NEWTOWN, Conn. – Newtown returned its students to their classrooms Tuesday for the first time since last week’s massacre and faced the agonizing task of laying others to rest, as this grieving town wrestled with the same issues gripping the country: violence, gun control and finding a way forward.

Funerals were held for two more of the tiny fallen, a 6-year-old boy and a 6-year-old girl.

The resumption of classes at all Newtown’s schools except Sandy Hook brought a return of familiar routines, something students seemed to welcome as they arrived aboard buses festooned with large green-and-white ribbons – the colors of the stricken elementary school.

“We’re going to be able to comfort each other and try and help each other get through this, because that’s the only way we’re going to do it,” said 17-year-old P.J. Hickey, a senior at Newtown High School. “Nobody can do this alone.” Still, he noted: “There’s going to be no joy in school.
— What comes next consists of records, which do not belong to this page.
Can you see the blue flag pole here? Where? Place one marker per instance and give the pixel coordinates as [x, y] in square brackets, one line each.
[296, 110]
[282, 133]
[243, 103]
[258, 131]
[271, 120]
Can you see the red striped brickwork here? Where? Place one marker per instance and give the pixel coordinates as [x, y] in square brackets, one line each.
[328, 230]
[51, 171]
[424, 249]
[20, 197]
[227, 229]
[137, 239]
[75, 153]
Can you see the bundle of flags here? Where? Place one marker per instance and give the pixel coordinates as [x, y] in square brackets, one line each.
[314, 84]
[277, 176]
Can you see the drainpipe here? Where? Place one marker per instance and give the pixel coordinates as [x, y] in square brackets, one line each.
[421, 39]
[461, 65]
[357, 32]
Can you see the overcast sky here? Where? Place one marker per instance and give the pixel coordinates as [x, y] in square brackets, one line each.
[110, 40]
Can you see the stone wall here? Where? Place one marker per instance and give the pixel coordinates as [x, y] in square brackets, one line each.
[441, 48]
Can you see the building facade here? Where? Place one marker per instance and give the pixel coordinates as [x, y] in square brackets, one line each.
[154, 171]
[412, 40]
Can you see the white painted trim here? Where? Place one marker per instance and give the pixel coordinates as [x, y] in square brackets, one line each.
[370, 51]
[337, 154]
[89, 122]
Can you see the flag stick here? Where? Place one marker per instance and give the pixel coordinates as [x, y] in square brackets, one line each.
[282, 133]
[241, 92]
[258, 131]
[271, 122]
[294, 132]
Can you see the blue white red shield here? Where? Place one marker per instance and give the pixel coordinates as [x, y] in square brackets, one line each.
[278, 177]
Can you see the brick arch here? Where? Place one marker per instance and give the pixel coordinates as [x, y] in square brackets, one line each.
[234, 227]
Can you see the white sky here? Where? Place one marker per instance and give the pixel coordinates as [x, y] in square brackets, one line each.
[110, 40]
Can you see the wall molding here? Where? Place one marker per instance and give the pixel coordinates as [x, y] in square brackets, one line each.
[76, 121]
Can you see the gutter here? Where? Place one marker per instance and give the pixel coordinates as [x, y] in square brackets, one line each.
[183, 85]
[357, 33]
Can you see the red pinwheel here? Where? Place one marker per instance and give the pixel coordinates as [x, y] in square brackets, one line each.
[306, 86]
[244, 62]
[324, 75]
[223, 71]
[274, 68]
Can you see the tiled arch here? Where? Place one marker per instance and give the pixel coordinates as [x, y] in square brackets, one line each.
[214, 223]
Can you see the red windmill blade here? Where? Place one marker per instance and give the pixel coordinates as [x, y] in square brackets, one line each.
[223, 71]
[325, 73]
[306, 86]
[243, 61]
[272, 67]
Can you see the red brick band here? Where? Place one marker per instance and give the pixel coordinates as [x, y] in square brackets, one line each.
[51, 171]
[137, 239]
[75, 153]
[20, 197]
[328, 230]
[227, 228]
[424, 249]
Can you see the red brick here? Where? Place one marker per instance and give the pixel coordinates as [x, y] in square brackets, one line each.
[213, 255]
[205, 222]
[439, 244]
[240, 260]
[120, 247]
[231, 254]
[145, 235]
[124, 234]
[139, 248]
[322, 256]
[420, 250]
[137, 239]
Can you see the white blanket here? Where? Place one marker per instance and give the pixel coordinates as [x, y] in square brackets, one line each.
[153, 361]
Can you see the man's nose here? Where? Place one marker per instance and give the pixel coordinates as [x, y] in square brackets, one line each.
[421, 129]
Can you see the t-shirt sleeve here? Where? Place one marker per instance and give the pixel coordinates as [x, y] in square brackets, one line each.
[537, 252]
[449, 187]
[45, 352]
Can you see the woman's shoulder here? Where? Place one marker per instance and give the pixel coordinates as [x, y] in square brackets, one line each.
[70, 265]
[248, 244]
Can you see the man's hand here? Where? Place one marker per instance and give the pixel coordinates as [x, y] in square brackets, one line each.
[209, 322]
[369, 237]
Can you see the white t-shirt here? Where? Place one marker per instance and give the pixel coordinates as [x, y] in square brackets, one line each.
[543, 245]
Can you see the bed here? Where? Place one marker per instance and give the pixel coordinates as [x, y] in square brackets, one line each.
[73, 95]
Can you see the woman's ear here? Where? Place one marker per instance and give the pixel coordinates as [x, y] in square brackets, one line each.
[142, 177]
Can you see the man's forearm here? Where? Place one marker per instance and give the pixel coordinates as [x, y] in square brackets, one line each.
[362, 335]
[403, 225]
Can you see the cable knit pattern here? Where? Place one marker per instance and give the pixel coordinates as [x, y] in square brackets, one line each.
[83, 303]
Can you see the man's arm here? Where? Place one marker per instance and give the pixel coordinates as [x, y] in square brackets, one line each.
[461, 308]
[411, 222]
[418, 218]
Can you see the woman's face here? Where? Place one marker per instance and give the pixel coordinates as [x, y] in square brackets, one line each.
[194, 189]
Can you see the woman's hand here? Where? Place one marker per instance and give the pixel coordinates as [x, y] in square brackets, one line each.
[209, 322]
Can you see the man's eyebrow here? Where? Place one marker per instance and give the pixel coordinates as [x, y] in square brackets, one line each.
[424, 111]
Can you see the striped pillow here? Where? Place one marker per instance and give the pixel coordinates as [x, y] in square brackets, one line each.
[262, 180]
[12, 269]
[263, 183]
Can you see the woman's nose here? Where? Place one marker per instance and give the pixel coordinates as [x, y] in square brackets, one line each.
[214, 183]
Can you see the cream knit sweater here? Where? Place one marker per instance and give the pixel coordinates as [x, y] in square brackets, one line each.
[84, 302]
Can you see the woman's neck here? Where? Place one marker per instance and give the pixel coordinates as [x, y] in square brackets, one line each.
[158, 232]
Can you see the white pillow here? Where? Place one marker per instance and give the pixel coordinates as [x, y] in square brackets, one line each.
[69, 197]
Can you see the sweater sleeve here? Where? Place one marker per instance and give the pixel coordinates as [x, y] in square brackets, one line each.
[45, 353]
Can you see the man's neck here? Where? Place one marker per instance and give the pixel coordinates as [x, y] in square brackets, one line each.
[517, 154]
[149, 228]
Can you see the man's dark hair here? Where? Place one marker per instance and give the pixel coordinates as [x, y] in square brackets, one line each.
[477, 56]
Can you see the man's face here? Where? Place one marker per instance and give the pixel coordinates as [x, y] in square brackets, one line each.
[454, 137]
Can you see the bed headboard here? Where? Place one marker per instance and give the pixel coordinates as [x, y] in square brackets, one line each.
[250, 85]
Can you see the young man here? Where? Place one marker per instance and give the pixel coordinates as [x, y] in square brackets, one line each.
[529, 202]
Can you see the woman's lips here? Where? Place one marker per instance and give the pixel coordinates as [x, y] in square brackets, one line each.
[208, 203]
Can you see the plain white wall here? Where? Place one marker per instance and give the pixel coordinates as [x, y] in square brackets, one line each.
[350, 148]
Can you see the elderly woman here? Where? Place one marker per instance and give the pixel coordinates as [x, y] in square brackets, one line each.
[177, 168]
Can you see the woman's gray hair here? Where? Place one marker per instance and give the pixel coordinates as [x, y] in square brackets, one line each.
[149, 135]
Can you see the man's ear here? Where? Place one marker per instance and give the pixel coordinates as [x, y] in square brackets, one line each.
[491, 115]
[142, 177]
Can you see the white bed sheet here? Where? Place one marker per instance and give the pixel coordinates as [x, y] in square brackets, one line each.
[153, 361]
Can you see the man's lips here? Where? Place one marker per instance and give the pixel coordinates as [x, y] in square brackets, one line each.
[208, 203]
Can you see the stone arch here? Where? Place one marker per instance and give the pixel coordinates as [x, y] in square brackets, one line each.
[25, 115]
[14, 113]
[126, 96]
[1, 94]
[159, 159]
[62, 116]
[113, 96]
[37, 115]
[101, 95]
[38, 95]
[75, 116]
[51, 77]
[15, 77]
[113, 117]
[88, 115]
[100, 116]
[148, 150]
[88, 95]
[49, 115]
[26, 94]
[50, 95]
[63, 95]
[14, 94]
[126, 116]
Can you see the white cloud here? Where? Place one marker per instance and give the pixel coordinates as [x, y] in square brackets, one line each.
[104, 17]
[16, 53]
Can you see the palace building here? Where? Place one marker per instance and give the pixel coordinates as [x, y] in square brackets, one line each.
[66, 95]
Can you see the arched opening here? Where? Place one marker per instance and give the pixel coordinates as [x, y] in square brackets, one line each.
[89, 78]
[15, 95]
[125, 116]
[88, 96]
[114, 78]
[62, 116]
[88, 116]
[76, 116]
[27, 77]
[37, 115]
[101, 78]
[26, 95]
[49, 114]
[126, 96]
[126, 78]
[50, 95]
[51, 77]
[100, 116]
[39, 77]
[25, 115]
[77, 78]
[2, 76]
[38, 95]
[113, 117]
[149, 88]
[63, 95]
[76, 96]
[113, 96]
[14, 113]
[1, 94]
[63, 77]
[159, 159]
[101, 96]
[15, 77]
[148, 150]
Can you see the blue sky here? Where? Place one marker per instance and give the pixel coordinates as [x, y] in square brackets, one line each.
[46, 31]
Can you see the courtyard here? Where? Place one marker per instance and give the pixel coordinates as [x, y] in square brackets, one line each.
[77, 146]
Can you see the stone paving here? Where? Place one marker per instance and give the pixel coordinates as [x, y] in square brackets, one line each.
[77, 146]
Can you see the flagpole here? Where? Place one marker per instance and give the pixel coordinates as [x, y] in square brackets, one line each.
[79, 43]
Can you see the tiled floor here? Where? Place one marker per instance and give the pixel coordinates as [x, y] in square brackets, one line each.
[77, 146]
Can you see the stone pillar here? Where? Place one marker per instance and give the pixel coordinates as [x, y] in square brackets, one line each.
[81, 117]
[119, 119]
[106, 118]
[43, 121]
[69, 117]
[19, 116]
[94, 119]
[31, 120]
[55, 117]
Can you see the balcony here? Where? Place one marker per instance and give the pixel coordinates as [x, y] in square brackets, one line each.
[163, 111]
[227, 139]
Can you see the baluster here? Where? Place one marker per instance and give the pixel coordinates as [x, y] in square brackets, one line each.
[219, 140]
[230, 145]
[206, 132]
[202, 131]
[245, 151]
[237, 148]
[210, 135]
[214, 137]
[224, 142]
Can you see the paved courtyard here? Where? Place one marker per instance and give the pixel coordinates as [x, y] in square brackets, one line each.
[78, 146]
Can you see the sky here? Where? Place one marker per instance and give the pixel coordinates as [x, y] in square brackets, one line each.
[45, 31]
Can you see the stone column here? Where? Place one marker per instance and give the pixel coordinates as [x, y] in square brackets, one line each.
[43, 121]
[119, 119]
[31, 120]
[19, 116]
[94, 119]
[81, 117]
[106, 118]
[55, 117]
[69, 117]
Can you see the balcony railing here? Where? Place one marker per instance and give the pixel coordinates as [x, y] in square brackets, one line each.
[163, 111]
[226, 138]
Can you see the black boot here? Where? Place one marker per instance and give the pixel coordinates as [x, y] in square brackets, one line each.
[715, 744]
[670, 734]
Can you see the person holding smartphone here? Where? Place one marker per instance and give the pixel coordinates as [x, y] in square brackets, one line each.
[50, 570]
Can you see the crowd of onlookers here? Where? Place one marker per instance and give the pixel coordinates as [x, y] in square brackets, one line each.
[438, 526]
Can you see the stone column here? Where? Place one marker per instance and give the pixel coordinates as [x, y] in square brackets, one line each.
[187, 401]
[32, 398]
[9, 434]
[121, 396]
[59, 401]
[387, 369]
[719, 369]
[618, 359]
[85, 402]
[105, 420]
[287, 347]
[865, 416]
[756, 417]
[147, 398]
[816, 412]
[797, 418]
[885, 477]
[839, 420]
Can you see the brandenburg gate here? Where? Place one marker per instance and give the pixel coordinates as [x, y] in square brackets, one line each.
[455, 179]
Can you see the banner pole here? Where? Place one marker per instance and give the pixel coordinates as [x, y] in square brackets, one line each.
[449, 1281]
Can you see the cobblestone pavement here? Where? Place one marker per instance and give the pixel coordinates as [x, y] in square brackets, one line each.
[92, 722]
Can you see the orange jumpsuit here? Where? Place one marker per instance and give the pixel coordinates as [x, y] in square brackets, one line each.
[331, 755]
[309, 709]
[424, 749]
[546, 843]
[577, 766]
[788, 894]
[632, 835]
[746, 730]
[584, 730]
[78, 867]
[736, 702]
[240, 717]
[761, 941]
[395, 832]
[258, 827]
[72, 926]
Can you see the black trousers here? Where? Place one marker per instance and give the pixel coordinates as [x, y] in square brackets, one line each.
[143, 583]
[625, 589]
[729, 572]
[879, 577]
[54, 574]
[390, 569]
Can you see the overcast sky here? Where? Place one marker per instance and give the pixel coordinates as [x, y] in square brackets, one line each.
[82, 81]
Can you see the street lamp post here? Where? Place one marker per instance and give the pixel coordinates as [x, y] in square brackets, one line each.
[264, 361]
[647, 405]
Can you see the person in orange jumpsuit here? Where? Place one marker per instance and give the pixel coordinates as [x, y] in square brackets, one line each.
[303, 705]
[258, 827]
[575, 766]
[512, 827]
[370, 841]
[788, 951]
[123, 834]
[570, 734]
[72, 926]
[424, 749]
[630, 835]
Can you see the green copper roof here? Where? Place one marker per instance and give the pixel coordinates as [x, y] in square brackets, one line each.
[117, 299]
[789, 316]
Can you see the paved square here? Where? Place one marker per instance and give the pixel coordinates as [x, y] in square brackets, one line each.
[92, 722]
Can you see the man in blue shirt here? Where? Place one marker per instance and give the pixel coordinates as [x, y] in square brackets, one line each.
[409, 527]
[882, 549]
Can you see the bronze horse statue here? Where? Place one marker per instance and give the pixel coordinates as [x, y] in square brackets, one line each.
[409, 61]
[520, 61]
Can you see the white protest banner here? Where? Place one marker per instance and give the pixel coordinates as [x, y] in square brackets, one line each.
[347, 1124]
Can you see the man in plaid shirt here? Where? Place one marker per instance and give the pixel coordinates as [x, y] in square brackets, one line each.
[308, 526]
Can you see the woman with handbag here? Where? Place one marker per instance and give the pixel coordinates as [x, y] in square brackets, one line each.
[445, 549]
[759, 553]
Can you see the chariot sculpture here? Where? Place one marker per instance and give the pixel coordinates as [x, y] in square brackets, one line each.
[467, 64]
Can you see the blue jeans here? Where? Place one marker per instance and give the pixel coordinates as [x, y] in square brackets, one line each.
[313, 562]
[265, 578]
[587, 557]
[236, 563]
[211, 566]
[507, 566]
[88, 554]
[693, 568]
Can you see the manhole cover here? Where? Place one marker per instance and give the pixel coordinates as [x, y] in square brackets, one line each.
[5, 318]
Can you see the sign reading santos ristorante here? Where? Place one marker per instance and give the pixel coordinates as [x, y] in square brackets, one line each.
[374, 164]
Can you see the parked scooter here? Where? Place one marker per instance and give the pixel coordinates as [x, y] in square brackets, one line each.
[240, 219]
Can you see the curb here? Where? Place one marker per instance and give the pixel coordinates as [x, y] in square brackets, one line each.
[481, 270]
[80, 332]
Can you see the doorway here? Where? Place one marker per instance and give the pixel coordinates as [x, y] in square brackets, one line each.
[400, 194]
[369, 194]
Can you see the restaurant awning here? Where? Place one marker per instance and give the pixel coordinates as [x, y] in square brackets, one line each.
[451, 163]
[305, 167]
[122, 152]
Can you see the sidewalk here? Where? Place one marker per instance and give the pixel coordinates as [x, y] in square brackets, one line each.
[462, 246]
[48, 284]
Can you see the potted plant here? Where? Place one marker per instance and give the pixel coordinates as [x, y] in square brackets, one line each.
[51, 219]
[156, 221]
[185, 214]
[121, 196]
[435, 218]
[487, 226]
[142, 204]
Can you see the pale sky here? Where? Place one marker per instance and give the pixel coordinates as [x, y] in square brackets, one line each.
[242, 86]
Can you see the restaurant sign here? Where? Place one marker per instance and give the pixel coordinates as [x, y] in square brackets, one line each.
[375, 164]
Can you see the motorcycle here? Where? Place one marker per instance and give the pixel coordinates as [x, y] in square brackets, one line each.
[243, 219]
It really doesn’t feel like Christmas anymore.”

The students who survived the Sandy Hook shooting will return to class after the winter break in neighboring Monroe at a school that was closed last year.

At St. Rose of Lima Catholic Church in Newtown, back-to-back funerals were held for first-graders James Mattioli and Jessica Rekos, the third and fourth so far and the first of eight to be held in the coming days at the church.